Originally created 08/18/05

Overtime



Minor League Baseball

Horwitz hit streak snapped in defeat

In Greenville, S.C., Kyle Jackson pitched four strong innings of relief as the Bombers shut down Brian Horwitz and the Augusta GreenJackets, 6-2, Wednesday night at Municipal Stadium.

Greenville pitchers Jackson, mike Rozier and Brantley Jordan combine to allow 11 hits. None of them came from the bat of Brian Horwitz.

The GreenJackets right fielder went 0-for-3 from the plate and watched his 24-game hitting streak come to an end.

Augusta starter Jonathon Sanchez yielded two runs over seven innings with no walks and ten strikeouts.

College Volleyball

Lady Pacers picked high in Peach Belt

USC Aiken is picked to finish third in the new-look Peach Belt Conference. It marks the third time in the past five seasons the Lady Pacers have been selected third in the preseason coaches poll.

Augusta State is expected to finish last in the seven-team conference.

Perennial power North Florida moved to Division I and reduced the league's number of teams.

Hockey

Mercyhurst forward to join Lynx squad

Forward Rich Hansen, of Mercyhurst College, agreed to terms with the Augusta Lynx for the upcoming season.

Hansen recorded 42 goals and 127 points in 147 games in his college career. He played four games with the UHL's Muskegon Fury at the end of last season.

The Lynx now have eight players signed for October's training camp.

Colleges

NCAA settles suit, purchases tourney

The NCAA purchased the rights to the preseason and postseason National Invitation Tournaments as part of a settlement that ends a four-year legal fight between the two parties.

In the deal announced Wednesday, the NCAA will pay $56.5 million to the five New York City colleges that operate the Metropolitan Intercollegiate Basketball Association, the organization that has run the NIT since 1940.

Fordham University, Manhat-tan College, St. John's University, Wagner College and New York University will receive $40.5 million for the rights to tournaments and $16 million in litigation fees over a 10-year period.

NCAA president Myles Brand said the tournaments will continue to be played in Madison Garden for at least the next five years and ESPN will continue to televise both tournaments.

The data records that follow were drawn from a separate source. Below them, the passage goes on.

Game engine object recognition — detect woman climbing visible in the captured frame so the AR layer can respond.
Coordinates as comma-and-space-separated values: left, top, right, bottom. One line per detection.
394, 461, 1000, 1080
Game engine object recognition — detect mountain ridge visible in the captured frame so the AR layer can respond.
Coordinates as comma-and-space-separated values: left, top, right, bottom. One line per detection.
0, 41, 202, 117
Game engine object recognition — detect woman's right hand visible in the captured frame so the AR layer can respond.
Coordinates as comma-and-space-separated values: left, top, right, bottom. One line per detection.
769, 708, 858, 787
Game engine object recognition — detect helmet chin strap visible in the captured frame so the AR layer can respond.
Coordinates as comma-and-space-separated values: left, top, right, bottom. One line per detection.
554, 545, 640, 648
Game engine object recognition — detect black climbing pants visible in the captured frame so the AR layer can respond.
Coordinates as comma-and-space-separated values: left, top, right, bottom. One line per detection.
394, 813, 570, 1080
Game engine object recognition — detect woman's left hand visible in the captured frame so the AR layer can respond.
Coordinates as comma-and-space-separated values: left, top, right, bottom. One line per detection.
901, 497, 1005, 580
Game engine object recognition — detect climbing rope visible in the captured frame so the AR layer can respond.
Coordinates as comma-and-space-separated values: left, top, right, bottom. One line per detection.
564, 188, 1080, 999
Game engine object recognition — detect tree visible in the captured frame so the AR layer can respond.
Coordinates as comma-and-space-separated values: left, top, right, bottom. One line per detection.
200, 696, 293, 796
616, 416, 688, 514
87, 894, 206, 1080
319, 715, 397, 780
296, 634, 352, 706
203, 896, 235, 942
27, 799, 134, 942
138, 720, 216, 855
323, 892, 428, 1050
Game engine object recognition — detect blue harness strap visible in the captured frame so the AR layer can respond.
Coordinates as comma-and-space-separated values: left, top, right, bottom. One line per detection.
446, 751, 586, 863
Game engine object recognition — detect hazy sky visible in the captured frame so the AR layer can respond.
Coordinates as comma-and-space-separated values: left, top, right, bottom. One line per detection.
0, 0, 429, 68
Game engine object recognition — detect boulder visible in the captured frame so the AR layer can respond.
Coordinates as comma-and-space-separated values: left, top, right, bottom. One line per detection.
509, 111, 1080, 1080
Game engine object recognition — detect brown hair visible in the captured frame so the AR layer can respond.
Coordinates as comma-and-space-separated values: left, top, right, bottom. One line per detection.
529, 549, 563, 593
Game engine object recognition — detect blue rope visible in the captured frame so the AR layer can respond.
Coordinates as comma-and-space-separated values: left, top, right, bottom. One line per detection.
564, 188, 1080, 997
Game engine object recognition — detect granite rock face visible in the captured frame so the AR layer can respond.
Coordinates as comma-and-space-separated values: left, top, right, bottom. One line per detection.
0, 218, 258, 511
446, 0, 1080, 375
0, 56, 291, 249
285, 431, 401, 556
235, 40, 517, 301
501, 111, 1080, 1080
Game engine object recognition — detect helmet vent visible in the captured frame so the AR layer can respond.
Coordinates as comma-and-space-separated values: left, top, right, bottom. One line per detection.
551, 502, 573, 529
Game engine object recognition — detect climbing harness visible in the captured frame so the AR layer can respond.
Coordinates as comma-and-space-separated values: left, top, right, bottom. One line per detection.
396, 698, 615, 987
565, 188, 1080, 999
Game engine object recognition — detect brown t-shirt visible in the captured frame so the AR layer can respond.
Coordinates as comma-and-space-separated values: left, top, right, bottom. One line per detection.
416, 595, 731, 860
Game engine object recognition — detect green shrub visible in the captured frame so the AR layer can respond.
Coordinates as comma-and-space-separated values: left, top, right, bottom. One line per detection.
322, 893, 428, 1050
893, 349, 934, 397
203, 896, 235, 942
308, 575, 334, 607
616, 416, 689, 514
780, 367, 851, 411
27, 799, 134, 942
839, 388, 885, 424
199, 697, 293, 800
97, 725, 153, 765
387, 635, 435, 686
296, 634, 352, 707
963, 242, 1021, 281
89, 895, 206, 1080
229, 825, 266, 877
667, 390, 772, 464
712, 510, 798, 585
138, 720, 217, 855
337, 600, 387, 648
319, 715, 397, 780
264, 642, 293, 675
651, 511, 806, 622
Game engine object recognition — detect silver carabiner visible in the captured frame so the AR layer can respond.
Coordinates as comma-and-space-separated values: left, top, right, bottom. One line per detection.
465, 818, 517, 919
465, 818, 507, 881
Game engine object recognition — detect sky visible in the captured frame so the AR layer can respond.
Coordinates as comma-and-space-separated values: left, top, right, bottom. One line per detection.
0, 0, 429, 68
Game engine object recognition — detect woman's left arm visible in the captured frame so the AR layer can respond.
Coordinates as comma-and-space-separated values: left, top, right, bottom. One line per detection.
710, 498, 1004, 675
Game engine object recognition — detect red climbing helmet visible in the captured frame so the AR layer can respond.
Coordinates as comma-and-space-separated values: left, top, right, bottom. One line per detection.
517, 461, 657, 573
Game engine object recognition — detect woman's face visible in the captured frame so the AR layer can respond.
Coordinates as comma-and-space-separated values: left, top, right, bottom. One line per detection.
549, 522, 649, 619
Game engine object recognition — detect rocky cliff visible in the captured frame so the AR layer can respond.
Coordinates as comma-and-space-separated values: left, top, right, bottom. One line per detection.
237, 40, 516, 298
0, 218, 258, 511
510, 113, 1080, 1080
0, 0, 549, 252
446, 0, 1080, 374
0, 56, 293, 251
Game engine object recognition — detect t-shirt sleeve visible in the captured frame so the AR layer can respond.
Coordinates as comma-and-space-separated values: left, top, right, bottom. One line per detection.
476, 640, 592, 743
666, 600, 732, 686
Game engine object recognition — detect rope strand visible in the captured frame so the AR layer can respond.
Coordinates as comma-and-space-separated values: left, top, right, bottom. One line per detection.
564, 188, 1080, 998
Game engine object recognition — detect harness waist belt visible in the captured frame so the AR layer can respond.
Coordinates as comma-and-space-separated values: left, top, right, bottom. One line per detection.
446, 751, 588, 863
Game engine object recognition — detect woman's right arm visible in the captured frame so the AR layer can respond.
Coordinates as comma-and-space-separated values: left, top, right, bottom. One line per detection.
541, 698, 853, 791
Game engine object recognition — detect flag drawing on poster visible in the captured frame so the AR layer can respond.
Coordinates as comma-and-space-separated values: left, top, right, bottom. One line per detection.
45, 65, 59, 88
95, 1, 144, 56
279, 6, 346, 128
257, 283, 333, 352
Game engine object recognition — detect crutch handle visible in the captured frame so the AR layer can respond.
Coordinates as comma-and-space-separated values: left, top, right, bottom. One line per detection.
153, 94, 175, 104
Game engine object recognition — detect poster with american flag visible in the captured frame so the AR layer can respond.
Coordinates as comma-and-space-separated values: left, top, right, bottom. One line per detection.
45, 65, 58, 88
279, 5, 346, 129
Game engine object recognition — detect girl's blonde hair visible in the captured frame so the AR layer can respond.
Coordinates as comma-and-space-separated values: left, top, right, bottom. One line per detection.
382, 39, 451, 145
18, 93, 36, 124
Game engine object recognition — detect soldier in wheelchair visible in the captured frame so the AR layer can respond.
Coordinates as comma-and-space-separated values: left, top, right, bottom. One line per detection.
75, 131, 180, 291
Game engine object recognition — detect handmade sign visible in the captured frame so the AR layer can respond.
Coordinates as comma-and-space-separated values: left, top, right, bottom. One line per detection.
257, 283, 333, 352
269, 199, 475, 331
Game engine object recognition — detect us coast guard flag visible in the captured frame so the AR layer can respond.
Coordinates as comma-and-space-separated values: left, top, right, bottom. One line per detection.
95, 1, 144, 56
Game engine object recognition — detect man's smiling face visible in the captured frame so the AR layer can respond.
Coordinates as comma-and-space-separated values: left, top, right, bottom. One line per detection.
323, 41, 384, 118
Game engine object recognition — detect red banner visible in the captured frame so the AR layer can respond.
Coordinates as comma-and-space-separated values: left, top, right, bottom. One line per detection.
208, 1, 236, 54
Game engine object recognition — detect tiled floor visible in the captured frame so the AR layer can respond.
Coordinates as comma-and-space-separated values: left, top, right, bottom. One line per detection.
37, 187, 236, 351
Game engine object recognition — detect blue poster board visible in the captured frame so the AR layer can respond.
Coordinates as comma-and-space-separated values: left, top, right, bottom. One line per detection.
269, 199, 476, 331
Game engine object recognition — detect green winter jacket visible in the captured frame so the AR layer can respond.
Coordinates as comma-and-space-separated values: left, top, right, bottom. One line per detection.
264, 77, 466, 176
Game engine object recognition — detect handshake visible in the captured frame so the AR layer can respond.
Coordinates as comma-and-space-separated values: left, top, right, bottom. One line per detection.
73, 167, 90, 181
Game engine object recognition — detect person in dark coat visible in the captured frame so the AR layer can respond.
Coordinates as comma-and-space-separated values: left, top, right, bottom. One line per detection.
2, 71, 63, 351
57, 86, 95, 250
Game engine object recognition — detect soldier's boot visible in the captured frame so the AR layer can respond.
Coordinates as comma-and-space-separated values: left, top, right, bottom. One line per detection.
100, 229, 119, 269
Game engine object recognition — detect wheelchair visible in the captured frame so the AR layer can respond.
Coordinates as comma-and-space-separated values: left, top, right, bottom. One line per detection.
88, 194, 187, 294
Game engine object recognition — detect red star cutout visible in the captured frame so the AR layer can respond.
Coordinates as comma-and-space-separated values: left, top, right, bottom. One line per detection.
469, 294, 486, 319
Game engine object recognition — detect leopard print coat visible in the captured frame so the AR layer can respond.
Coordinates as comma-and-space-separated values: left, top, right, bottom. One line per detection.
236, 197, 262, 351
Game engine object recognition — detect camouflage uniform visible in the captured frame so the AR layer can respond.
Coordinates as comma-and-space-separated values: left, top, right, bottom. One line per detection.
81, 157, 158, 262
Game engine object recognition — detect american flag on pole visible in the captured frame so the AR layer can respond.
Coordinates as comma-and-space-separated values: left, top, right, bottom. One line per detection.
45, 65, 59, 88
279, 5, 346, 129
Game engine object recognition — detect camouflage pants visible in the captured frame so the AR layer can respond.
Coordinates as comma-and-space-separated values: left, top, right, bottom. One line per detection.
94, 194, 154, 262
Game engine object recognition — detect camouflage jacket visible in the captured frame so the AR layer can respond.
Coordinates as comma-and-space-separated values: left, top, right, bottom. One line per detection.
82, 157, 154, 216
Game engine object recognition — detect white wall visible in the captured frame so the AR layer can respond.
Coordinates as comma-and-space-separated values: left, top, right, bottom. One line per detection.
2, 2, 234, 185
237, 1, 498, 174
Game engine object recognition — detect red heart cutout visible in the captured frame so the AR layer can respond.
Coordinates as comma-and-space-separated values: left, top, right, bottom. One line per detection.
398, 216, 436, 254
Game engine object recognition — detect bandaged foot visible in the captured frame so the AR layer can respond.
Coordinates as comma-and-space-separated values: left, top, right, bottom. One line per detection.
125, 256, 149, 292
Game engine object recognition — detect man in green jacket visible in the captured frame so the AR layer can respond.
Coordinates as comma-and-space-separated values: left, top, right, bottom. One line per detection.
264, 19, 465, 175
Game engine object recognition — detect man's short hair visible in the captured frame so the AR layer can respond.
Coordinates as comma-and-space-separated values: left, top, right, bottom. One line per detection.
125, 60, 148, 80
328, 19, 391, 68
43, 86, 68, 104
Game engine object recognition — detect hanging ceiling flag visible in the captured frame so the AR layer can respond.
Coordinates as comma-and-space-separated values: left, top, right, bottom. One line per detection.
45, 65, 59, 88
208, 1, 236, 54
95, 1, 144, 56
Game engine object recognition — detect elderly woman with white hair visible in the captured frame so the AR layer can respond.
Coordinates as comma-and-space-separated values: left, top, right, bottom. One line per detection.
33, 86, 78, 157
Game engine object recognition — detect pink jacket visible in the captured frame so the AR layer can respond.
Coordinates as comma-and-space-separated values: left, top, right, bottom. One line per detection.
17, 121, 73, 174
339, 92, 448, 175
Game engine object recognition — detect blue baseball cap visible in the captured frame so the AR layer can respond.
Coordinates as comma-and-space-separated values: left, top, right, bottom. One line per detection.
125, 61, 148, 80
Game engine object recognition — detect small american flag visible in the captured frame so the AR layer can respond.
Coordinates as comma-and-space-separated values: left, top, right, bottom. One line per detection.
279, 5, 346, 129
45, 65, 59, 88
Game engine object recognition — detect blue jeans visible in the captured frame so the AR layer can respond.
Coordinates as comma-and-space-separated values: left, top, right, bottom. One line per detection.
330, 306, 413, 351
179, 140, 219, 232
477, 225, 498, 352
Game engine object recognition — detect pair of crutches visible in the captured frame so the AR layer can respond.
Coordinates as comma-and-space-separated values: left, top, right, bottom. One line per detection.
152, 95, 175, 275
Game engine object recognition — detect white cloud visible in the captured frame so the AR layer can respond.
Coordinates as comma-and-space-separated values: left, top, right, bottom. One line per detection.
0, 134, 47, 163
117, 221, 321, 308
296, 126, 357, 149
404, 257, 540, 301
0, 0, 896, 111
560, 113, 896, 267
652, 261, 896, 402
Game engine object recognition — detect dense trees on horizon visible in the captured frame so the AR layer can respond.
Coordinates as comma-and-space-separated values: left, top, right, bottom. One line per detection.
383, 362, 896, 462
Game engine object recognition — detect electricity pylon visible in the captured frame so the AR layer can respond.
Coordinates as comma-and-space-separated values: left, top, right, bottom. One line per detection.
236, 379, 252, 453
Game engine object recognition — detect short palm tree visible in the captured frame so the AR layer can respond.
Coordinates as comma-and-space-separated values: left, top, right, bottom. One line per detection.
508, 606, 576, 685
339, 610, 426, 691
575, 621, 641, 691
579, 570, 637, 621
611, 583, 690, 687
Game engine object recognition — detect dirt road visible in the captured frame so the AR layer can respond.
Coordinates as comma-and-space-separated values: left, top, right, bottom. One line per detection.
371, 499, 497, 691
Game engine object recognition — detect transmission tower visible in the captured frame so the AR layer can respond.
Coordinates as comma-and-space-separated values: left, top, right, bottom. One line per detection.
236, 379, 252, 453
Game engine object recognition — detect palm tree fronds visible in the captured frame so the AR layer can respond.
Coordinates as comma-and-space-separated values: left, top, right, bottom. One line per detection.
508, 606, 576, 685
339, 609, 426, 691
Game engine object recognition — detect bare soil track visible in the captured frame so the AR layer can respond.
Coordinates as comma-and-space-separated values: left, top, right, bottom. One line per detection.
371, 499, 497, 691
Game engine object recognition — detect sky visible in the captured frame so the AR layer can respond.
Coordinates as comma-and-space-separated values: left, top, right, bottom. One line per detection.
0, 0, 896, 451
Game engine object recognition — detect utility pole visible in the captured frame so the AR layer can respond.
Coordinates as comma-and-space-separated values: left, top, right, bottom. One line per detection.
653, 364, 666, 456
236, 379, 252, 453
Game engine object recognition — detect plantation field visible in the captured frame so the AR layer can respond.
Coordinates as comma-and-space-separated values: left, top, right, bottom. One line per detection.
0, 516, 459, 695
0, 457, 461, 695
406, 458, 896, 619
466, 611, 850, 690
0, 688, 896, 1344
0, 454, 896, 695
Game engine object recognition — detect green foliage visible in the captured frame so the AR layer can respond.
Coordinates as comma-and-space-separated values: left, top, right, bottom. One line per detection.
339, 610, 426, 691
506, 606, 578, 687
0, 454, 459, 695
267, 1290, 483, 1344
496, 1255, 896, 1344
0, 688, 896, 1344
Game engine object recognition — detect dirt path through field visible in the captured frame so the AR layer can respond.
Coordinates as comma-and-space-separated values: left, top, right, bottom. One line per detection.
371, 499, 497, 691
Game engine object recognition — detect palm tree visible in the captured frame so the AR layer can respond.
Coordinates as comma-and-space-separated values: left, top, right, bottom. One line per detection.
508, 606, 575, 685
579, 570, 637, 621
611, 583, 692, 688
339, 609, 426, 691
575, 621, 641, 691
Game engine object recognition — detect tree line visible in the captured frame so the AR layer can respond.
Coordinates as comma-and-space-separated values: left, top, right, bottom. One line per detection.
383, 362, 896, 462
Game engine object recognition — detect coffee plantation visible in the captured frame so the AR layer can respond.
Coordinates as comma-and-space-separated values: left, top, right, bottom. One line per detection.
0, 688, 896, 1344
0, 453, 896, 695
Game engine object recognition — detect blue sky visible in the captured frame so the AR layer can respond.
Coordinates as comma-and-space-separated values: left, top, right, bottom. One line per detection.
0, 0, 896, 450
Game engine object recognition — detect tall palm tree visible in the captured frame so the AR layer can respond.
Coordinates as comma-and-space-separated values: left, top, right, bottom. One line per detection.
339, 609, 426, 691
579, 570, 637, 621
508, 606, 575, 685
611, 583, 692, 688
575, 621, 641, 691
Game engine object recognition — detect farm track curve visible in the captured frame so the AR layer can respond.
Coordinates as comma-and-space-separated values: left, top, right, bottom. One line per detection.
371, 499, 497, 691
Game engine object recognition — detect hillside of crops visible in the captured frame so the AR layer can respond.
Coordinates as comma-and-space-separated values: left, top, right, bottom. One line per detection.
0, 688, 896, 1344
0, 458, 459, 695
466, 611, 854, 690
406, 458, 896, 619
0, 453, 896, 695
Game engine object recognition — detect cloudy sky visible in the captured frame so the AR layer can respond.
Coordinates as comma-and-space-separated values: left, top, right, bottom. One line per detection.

A civil trial in which the NIT had claimed that the NCAA was trying to put it out of business began two weeks ago in federal court.

NIT lawyer Jeffrey Kessler has argued that the NCAA "deliberately set out to get a monopoly, to eliminate competition, to make it impossible to compete."

He argued that a long-standing NCAA rule requiring schools to accept invitations to its tournament over invitations to all others had severely damaged the NIT, which began its postseason tournament in 1938 - one year before the NCAA tournament started.

Tennis

Federer, Hewitt win without best game

In Mason, Ohio, Roger Federer failed to hold serve four times but beat Nicolas Kiefer, of Germany, 4-6, 6-4, 6-4 in the second round of the $2.45 million Cincinnati Masters.

Third-seeded Lleyton Hewitt, of Australia also needed three sets to win his match, beating Greg Rusedski, of Great Britain, 1-6, 7-5, 6-4 when Rusedski double-faulted on match point.

l In Toronto, Justin Henin-Hardenne, of Belgium, made short work of Argentine qualifier Mariana Diaz-Oliva with a 6-1, 6-3 victory at the Rogers Cup.

Henin-Hardenne, the fourth-seeded player in the $1.3 million tournament and the winner two years ago, played with a wrapped right hamstring.